Les enfants n’ont pour l’instant pas de passeport. Les parents vont à présent s’attacher à obtenir la transcription de leurs actes de naissance dans l’état civil français. «La loi est de notre côté, il n’est pas illégal d’avoir recours à une GPA à l’étranger», insiste Lucas.

«Il y a une vraie volonté politique aujourd’hui de compliquer les choses», commente Léa Salamé, évoquant les conventions que le gouvernement envisage de signer avec les pays autorisant la GPA. Elle paraphrase ensuite Pierre Bergé, demandant si «louer le ventre d’une femme, c’est la même chose que louer les bras d’un ouvrier». Lucas Lomenech ne se démonte pas: «Je comprends que les gens aient un problème au niveau moral, c’est un argument que je peux comprendre. (…) Dans notre cas, nous n’avons pas loué de ventre. Notre parcours est purement altruiste. Je sais que c’est quelque chose de difficile à entendre pour les Français, mais il existe des femmes qui n’ont pas l’esprit de maternage, qui aiment être enceintes et qui sont capables de faire un don de soi.»

«Lorena [qui a porté les jumeaux du couple, ndlr] a trois filles, un mari formidable, nous avons partagé deux années merveilleuses, poursuit-il. Effectivement, c’est une grande leçon de vie, et pour moi et pour tous les gens que nous avons rencontré.» Mais quelle est la motivation de cette femme, insiste Léa Salamé. «Ce qui est amusant au Mexique, c’est qu’ils ont une lecture très biblique de la GPA, répond Lucas Lomenec’h. C’est Lorena qui m’appris qu’i y avait deux mentions de GPA dans la Bible, par Abraham et Sarah, et Rachel et Jacob, où il est clairement mentionné deux recours à la GPA. Et elle m’explique que pour elle, c’était sa bonne action et son entrée au Paradis. Quand on entend ça, on est assez surpris par rapport au discours qu’on peut entendre en France.»

Lucas explique ensuite qu’il milite pour une régulation internationale de la gestation pour autrui, pour éviter les abus qui existent dans ce domaine comme dans d’autres, «mais il est quand même très réducteur de penser que toutes les femmes sont manipulées, que toutes les femmes qui font ça sont pauvres, et qu’elles sont toutes dans le besoin», souligne-t-il. «Je trouve ça très insultant», précise-t-il, rappelant qu’il existe des parcours éthiques.

Quelques heures plus tard, c’était au tour de Morgan Lomenec’h, l’autre moitié du couple, de s’exprimer, sur le plateau de La Nouvelle Édition, sur Canal +, en compagnie d’Alexandre Urwicz (à partir de 6 minutes):

Si le lecteur ne s’affiche pas, cliquez sur La Nouvelle Edition du 02/06/15 – Part. 1 GPA : Le parcours du combattant de deux papas

Morgan a à son tour insisté sur le fait qu’il s’agissait d’une démarche altruiste.

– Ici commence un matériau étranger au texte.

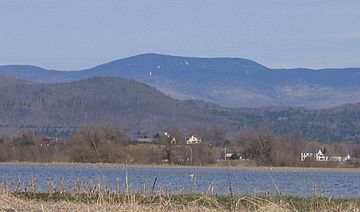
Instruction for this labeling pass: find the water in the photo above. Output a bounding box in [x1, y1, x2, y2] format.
[0, 164, 360, 198]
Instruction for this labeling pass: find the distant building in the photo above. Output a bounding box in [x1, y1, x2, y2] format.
[170, 137, 176, 144]
[300, 150, 351, 162]
[38, 137, 64, 147]
[186, 135, 201, 144]
[132, 138, 158, 144]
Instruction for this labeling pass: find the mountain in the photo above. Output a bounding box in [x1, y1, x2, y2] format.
[0, 76, 360, 142]
[0, 54, 360, 108]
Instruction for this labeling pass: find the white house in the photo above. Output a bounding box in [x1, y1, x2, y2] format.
[186, 135, 201, 144]
[301, 152, 314, 161]
[300, 150, 350, 162]
[315, 150, 329, 161]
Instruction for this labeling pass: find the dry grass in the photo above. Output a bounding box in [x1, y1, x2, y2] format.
[0, 178, 360, 212]
[0, 193, 360, 212]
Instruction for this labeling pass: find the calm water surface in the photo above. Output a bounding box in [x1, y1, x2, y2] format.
[0, 165, 360, 198]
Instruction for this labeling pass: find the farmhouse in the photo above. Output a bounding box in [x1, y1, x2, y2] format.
[300, 150, 351, 162]
[186, 135, 201, 144]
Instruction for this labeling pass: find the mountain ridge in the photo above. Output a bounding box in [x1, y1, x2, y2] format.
[0, 53, 360, 108]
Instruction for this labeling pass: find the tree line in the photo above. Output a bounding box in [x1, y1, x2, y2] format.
[0, 126, 360, 166]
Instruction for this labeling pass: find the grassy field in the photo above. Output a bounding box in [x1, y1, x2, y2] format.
[0, 162, 360, 172]
[0, 192, 360, 212]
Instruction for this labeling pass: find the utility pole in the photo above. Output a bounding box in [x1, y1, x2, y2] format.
[190, 146, 192, 163]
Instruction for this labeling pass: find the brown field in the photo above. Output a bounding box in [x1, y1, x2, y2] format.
[0, 162, 360, 172]
[0, 193, 360, 212]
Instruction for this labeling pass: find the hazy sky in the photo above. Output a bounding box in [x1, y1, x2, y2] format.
[0, 0, 360, 70]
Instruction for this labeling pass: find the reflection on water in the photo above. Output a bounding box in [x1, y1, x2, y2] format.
[0, 165, 360, 197]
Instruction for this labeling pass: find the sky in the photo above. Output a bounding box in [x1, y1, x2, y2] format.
[0, 0, 360, 70]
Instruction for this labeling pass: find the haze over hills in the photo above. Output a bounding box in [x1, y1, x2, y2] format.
[0, 76, 360, 141]
[0, 54, 360, 108]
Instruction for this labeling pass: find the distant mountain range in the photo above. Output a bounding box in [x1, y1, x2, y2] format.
[0, 76, 360, 142]
[0, 54, 360, 108]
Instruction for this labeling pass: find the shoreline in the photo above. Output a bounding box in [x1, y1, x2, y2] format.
[0, 162, 360, 172]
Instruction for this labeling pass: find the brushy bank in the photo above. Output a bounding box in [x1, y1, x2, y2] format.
[0, 192, 360, 211]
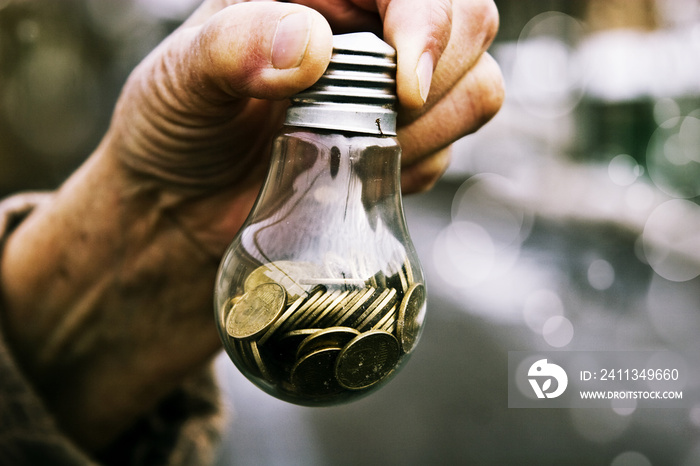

Il a ensuite réfuté les arguments du consulat, qui affirmait que le dossier de demande de laisser-passer avait été rejeté car incomplet: «C’est vraiment mal me connaître, sourit Morgan, tous mes amis qui vont regarder savent très bien que j’ai toujours mes dossiers complets. J’ai appelé au préalable le consulat pour savoir quelles étaient les pièces justificatives. En aucun cas on ne m’a dit par téléphone qu’il fallait justifier quoi que ce soit par rapport à mon contrat, qui était de toute façon privé. L’administration française n’a pas du tout à mettre son nez là-dedans puisque c’est quelque chose qui est légal sur le territoire du Mexique. J’ai fourni les actes de naissance apostillés et à partir de là, on m’a dit, “Quoi qu’il arrive, on ne vous donnera pas de laisser-passer”.»

Alexandre Urwicz a quant à lui rappelé que la France a été condamnée pour ce même type de refus. «Ces enfants sont des otages administratifs», estime-t-il.